Dominio, hegemonía, democracia

"Dominio, hegemonía, democracia" por Grínor Rojo

Para mis amigos del Frente Amplio

Desde hace ya algún tiempo, yo tengo la sospecha de que el carácter que atribuimos a la relación entre las partes que integran la totalidad, cualquiera que esta sea, cambió. Y que por esa misma causa el carácter de la relación que atribuimos a las partes que integran las totalidades de carácter social, político o cultural cambió también.
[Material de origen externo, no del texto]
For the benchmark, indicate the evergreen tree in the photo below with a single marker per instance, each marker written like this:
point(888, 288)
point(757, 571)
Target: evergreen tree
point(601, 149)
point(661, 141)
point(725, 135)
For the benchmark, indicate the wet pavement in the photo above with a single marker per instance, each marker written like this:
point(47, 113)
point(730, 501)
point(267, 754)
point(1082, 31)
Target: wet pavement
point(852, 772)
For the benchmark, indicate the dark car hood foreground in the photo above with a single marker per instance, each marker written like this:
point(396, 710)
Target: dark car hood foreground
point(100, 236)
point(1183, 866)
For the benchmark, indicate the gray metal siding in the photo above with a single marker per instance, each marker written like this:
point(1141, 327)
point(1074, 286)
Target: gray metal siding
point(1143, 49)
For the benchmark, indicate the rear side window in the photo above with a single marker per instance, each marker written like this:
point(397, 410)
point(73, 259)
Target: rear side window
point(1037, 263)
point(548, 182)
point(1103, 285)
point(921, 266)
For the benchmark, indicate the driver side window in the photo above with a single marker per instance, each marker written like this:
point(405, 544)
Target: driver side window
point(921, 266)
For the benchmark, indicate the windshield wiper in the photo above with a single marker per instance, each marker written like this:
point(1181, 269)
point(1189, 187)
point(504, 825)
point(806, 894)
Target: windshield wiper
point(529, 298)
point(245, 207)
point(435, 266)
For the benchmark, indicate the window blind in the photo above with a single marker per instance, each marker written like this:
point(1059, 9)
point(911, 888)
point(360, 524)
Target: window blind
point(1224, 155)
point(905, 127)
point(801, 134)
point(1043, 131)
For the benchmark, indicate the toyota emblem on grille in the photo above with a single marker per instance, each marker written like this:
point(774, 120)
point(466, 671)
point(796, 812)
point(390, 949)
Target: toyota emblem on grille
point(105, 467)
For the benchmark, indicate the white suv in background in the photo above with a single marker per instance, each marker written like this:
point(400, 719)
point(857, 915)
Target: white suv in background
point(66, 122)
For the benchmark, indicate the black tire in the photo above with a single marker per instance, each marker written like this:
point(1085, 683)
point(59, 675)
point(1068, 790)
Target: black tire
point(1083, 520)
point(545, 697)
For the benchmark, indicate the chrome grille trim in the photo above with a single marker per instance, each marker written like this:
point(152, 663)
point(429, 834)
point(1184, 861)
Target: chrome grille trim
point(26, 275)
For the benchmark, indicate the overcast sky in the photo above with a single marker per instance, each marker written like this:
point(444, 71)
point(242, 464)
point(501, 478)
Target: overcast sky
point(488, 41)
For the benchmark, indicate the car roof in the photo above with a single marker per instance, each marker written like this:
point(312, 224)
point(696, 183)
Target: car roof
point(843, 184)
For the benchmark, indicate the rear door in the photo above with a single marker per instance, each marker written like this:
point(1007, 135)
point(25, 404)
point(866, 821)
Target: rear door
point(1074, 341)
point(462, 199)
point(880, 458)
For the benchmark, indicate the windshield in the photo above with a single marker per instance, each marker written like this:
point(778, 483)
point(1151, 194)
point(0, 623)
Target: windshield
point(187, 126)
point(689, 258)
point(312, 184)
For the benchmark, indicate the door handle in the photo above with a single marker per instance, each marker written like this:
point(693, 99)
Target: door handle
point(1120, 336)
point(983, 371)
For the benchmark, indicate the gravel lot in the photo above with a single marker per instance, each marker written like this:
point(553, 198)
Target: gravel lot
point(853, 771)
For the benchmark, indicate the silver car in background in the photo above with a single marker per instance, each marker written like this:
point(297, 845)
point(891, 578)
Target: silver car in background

Como es sabido, los conceptos de los que nos hemos servido hasta hoy para leer esta relación son el más antiguo de “dominio” o “dominación” y el menos antiguo de “hegemonía”. Dominio o dominación, entendido/a este/a como el control absoluto que una de las partes establece sobre las demás; hegemonía, como control asimismo, pero esta vez dialogado y negociado. En el primer caso, habiéndose recurrido al imperio de la fuerza en sus varios grados, los que van desde la fuerza bruta, que puede ser militar o policial, a la simbólica, que puede ser educacional o mediática, y en el segundo poniendo las fichas en las virtudes de la “tolerancia” y la “persuasión”. Y también en esta circunstancia en grados diversos, que irán desde el engatusamiento a la aceptación resignada.

Primer ejemplo: el del Estado nacional, cuando a través de la Constitución este define quiénes son los ciudadanos, homogenizando a los sujetos políticos de un país, al meterlos en un solo y mismo molde, el de la chilenidad, el de la argentinidad, el de la peruanidad, etc., en un acto claro de dominio. Igual cosa cuando facilita que los ciudadanos que son más poderosos se abran y consientan (mi empleo de este verbo no es casual) a que junto con ellos existan otros abastecidos con menos poder y a los que los poderosos vía el Estado nacional convencen para que, a veces conscientemente pero con más frecuencia a cambio del otorgamiento de ciertos derechos y beneficios, reconozcan y acaten la superioridad de quienes son “naturalmente” sus superiores; segundo ejemplo: ese mismo Estado nacional, pero ahora en el trato que este les da a las diversidades, por ejemplo a las raciales y sexogenéricas, a las que a en algunos contextos desconoce y/o prohíbe y en otros tolera con más o menos simpatía. Piénsese tan solo en la diferencia entre la política indigenista decimonónica en Latinoamérica, mixtificadora u homicida, y la del siglo XX, integracionista; tercer ejemplo: las orgánicas de la acción social y política, sindicatos, partidos y coaliciones. En este terreno, que me parece es el que ahora debiera interesarnos especialmente, nos desplazamos desde el modelo fascista o neofascista, de obediencia ciega de los individuos a un líder, hasta el centralismo democrático leninista, de obediencia ciega de los individuos a una cierta “línea” partidaria que la élite dirigente se habrá encargado de confeccionar de antemano haciendo uso para ello de su mejor saber, y hasta llegar al modelo más común, diz que “democrático”, que favorece las decisiones adoptadas supuestamente por la mayoría. “Como un solo hombre”, el colectivo hará al cabo o lo que el líder decida, o lo que la sabiduría de la dirigencia determine o lo que mande una mayoría intervenida.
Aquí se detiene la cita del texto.